The XML Web services utilize XML (extensible Markup Language), which is an open industry standard managed by the World Wide Web Consortium. It enables developers to describe data being exchanged between PCs, smart devices, applications, and Web sites, etc. Because the data is separate from the format and style definitions, it can be easily organized, programmed, edited, and exchanged between Web sites, applications, and devices. XML has transformed how applications talk to each other, thus more and more businesses are exchanging data and processing documents electronically.

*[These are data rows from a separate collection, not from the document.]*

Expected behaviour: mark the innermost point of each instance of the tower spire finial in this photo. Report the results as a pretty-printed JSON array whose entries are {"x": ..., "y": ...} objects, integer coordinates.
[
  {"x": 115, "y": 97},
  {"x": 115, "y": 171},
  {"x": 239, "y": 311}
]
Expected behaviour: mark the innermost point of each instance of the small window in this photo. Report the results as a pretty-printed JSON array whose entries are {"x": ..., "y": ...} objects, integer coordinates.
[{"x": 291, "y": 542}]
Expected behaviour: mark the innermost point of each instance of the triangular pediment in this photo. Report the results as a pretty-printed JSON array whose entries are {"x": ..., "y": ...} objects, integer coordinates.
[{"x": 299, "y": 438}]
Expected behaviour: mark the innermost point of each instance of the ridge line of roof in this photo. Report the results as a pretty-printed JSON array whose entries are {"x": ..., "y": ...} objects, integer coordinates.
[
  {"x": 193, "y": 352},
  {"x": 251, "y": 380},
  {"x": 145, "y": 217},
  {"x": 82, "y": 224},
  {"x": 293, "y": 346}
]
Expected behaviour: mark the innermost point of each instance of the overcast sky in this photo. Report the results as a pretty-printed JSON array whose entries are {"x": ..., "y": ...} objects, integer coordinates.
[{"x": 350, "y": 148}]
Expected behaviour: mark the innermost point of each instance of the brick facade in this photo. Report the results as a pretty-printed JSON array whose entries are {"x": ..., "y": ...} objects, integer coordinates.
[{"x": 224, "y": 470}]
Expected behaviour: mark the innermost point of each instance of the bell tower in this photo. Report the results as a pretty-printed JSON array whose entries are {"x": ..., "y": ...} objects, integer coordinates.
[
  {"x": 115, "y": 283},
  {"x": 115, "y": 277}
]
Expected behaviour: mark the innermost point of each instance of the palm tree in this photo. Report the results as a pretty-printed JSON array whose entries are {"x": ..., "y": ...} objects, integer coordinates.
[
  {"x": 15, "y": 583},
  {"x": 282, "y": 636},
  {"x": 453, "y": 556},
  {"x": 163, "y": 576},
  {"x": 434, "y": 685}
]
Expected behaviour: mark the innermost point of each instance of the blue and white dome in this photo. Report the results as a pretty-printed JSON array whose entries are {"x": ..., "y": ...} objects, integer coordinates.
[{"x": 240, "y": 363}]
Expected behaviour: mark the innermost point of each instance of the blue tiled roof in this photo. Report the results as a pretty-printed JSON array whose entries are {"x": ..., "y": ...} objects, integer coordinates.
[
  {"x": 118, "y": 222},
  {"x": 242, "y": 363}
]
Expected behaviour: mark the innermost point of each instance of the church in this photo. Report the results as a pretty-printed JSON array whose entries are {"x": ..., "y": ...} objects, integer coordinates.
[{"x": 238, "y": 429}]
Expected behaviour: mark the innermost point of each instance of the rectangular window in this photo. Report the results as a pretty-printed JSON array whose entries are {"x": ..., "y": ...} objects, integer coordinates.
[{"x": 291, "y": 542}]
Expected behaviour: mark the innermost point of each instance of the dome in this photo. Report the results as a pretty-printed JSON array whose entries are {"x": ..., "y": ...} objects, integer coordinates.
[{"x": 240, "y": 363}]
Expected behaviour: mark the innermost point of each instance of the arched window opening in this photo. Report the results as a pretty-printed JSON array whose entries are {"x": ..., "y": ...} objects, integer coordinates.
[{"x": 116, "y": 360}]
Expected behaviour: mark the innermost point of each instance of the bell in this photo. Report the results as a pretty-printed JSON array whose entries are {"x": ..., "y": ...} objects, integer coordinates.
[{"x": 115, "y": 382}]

However, many businesses have systems that are incompatible with XML. Thus, these systems cannot be called as Web services. A solution to this problem is found in the BizTalk Framework, available from Microsoft Corporation of Redmond, Wash., which addresses these interoperability challenges in a platform and technology-neutral manner. It provides specifications for the design and development of XML-based messaging solutions for communication between applications and organizations. BizTalk is capable of receiving documents submitted through a wide variety of transports, such as HTTP, SMTP, and SOAP; as e-mail attachments; through the message bus; programmatically through exposed APIs; and through adapter components. The BizTalk Server receive locations monitor HTTP, MSMQ message queues, and file locations for incoming business documents. The receive locations are responsible for submitting the received documents on to a receive pipeline, the second step in the process.
A BizTalk Server receive pipeline is set up to receive incoming documents that conform to a specific XSD schema, which defines the structure of the business data within the document. When the document arrives through a receive function, a receive pipeline can log the whole document or any portion of it to the BizTalk Document Tracking database for later analysis, or transform the document to conform to the schema of the target application. After documents are received and mapped to the format of the target application, they are delivered either directly to that application or to a business process orchestration that manages delivery to multiple target applications.
However, with all the functionality that BizTalk offers, it does not provide a method of exposing backend systems and workflows (i.e., business process orchestrations) as XML Web services. The present invention provides such a solution.